The Hashtable Packing Problem

2025-06-08 03:04:00
backscattering.de

This is part of my project aiming to

establish theoretical limits for bitboard based move generation in chess
and similar games
get as close to them as practically possible.

The Hashtable Packing Problem is an optimization problem encountered when
tuning Magic Bitboards in chess. Anyone trying to tackle it will have
suspected
that it is a hard problem, but (to my knowledge) so far no one has bothered
proving that.

But indeed: The abstract Hashtable Packing Problem is strongly
$\mathcal{NP}$-complete.
We can therefore stop looking for optimal solutions and instead
use heuristics (and still sleep well).

To follow the proof, no knowledge about chess or Magic Bitboards is required.
A brief discussion about the implications for Magic Bitboards follows at the end.

Definitions

Definition: A Hashtable (for our purposes) is a list of integers
$\bar{b_0}, b_0, \ldots, \bar{b_i}, b_i, \ldots, \bar{b_n} $.

This means in memory it consists of $\bar{b_0}$ occupied buckets, followed by
$b_0$ empty buckets, followed by $\bar{b_1}$ occupied buckets, and so
on, alternating, ending with $\bar{b_n}$ occupied buckets.

Now imagine trying to arrange multiple hashtables in memory, possibly
overlapping, while trying to minimize the used space.

Definition: A Hashtable Packing for a list of hashtables
$B_0, \ldots, B_m$ is a list of integer offsets $o_0, \ldots, o_m$.

A hashtable packing is valid if none of the occupied buckets overlap, when
building a combined hashtable by placing the hashtables at the given offsets
in memory. That would be a hash
collision for the combined table!

The first occupied bucket of the combined table is at $\min_{0 \le i \le m} o_i$.
The last occupied bucket of the combined table is at
$\max_{0 \le i \le m} o_i + \sum_{\hat{b} \in B_i} \hat{b} + \sum_{b \in B_i} b $.
The size of the hashtable packing is the number of buckets that need to be
reserved in memory, including empty buckets between occupied buckets:

$$ 1 + \max_{0 \le i \le m} o_i + \sum_{\hat{b} \in B_i} \hat{b} + \sum_{b \in B_i} b – \min_{0 \le i \le m} o_i $$

Suppose there is an efficient algorithm to solve the optimization problem,
i.e., to find a hashtable packing with minimal size, then there is also
an efficient algorithm to answer the following decision problem.

Hashtable Packing Problem: An instance of the Hashtable Packing Problem
is a list of hashtables and an integer $K$.

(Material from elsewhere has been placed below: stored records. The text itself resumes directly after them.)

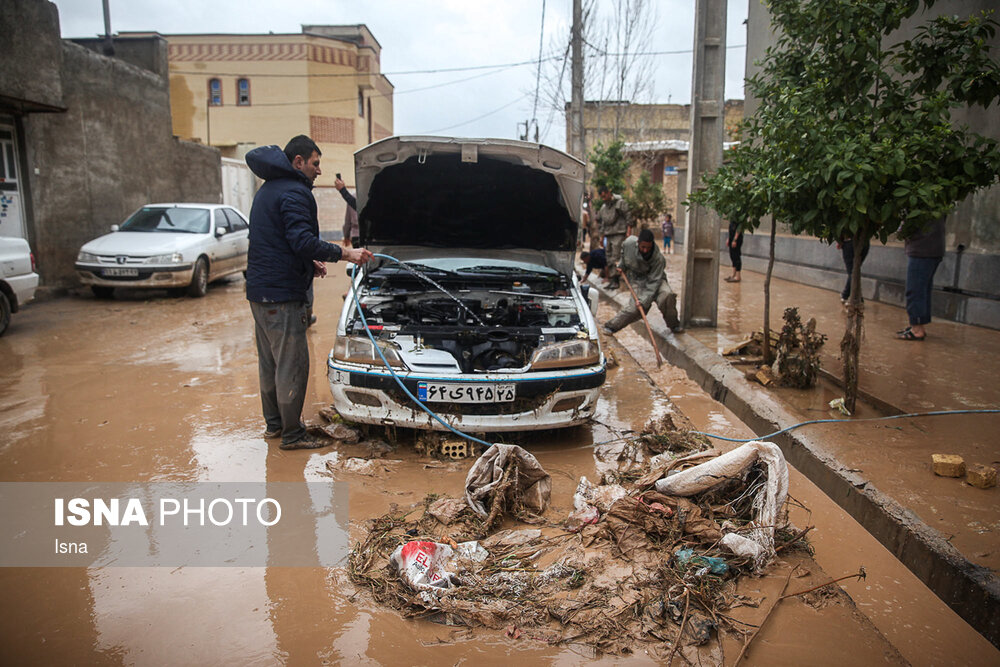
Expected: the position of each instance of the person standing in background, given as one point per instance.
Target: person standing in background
(735, 244)
(668, 234)
(615, 224)
(924, 252)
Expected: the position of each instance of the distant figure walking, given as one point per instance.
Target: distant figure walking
(595, 259)
(735, 244)
(847, 250)
(615, 224)
(924, 252)
(668, 234)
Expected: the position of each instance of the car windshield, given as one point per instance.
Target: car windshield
(480, 265)
(168, 219)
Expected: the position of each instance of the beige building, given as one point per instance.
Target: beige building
(655, 137)
(236, 92)
(607, 121)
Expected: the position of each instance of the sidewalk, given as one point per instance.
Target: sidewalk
(945, 531)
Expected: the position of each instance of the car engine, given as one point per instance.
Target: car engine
(482, 325)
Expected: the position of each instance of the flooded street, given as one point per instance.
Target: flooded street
(147, 388)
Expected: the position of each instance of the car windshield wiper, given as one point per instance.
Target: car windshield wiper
(492, 268)
(409, 267)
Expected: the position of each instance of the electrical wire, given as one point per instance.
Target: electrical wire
(364, 322)
(538, 72)
(473, 120)
(441, 70)
(334, 75)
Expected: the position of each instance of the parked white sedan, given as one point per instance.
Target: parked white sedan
(174, 246)
(18, 279)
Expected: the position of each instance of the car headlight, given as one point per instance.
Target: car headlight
(567, 354)
(359, 350)
(173, 258)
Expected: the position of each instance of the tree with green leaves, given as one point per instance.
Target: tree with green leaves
(646, 202)
(854, 136)
(610, 167)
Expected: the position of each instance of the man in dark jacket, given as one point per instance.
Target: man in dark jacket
(285, 253)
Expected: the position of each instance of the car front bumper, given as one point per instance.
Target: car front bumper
(551, 401)
(151, 277)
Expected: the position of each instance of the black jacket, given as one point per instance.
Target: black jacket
(284, 231)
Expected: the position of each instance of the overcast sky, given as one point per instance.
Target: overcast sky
(436, 34)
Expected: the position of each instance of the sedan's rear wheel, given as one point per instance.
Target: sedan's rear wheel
(199, 279)
(5, 311)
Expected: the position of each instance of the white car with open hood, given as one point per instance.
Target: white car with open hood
(484, 322)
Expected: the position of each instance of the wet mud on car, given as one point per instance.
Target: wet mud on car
(472, 302)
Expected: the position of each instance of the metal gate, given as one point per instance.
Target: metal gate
(11, 215)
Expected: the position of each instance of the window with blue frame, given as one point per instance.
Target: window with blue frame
(243, 92)
(215, 92)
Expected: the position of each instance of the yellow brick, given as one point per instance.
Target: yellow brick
(982, 477)
(948, 465)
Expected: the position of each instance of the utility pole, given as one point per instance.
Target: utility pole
(576, 144)
(109, 44)
(701, 230)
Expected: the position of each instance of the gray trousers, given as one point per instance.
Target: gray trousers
(283, 364)
(614, 252)
(665, 300)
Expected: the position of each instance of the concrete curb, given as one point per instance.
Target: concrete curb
(972, 591)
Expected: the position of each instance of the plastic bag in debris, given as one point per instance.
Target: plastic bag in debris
(602, 497)
(767, 501)
(713, 565)
(431, 566)
(534, 484)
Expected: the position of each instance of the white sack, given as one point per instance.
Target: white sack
(767, 502)
(534, 484)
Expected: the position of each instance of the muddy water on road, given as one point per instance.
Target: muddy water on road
(149, 388)
(913, 619)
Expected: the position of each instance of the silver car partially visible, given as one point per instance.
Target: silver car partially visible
(182, 247)
(18, 279)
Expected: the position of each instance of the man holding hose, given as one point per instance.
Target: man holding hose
(285, 254)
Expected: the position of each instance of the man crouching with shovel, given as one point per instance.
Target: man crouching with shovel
(644, 270)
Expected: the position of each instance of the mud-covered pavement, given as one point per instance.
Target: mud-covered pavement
(150, 388)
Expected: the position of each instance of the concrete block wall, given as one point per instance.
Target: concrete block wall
(111, 152)
(965, 285)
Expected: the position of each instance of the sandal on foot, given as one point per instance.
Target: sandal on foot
(908, 334)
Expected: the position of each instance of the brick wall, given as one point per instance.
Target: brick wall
(328, 130)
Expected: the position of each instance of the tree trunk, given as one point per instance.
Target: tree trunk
(768, 356)
(850, 346)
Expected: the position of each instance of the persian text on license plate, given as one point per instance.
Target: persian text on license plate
(120, 272)
(446, 392)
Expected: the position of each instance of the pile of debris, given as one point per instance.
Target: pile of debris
(648, 557)
(796, 353)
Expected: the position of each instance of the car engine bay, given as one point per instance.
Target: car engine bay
(473, 324)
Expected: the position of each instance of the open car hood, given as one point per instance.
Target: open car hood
(470, 197)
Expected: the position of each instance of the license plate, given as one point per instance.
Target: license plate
(120, 272)
(448, 392)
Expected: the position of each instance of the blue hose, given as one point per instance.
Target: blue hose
(364, 322)
(852, 421)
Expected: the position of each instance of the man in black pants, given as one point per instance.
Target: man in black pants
(735, 244)
(285, 253)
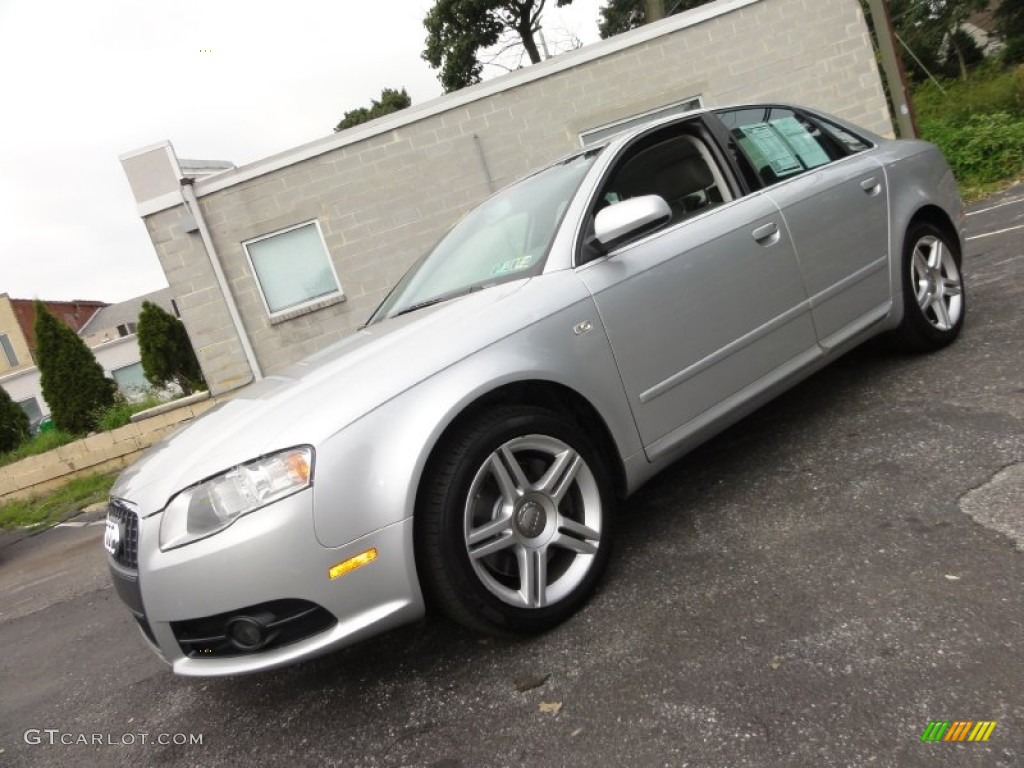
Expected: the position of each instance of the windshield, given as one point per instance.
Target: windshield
(506, 238)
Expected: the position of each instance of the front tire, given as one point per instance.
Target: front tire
(513, 527)
(934, 299)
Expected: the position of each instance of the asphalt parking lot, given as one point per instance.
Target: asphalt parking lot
(811, 588)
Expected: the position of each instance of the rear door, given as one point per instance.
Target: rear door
(711, 308)
(834, 197)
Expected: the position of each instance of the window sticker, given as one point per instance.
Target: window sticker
(512, 265)
(769, 148)
(807, 148)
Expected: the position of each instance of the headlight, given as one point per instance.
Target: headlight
(214, 504)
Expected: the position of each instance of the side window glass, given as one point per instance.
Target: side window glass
(778, 142)
(851, 142)
(675, 165)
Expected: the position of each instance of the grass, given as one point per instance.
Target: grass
(116, 416)
(39, 444)
(53, 507)
(979, 125)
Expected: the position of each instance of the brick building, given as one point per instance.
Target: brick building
(273, 260)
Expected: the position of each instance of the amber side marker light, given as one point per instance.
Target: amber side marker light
(346, 566)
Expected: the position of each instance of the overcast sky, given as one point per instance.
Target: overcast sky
(238, 80)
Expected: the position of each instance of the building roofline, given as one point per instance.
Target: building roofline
(448, 101)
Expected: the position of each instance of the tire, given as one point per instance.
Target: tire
(934, 298)
(513, 526)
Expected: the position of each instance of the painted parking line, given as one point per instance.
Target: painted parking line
(997, 231)
(1005, 203)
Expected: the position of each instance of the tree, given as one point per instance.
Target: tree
(458, 30)
(1010, 20)
(13, 423)
(73, 382)
(623, 15)
(167, 352)
(932, 30)
(391, 100)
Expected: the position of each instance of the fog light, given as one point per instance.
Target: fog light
(248, 633)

The decision question is: Does there exist a valid hashtable packing for the
given hashtables with size not larger than $K$?

Reduction

3-Partition Problem: An instance of the 3-Partition Problem is an integer
$L$ and a multi-set of integers $a_0, \ldots, a_n$ with
$\frac{L}{4} \lt a_i \lt \frac{L}{2}$.

The decision question is: Can the multi-set be partitioned such
that each partition sums to exactly $L$?

Observe that the restrictions on the $a_i$ ensure that each partition would
have to contain 3 elements, which is why this problem is called 3-Partition.
The 3-Partition Problem is known to be strongly $\mathcal{NP}$-complete (Garey, Michael R. and David S. Johnson (1979), Computers and Intractability).

Lemma: Hashtable Packing is in $\mathcal{NP}$.

Proof: We can easily verify in polynomial time that a given hashtable packing is
valid and achieves the desired size.

Lemma: Hashtable Packing is $\mathcal{NP}$-hard.

Proof: Let $L, a_0, \ldots, a_n$ be an instance of 3-Partition.
We construct
a corresponding instance of Hashtable Packing in polynomial time.

First verify basic requirements: $n$ needs to be divisible by 3, and
$\sum_{i=0}^{n} a_i = \frac{n}{3}L$. Otherwise return a no-instance.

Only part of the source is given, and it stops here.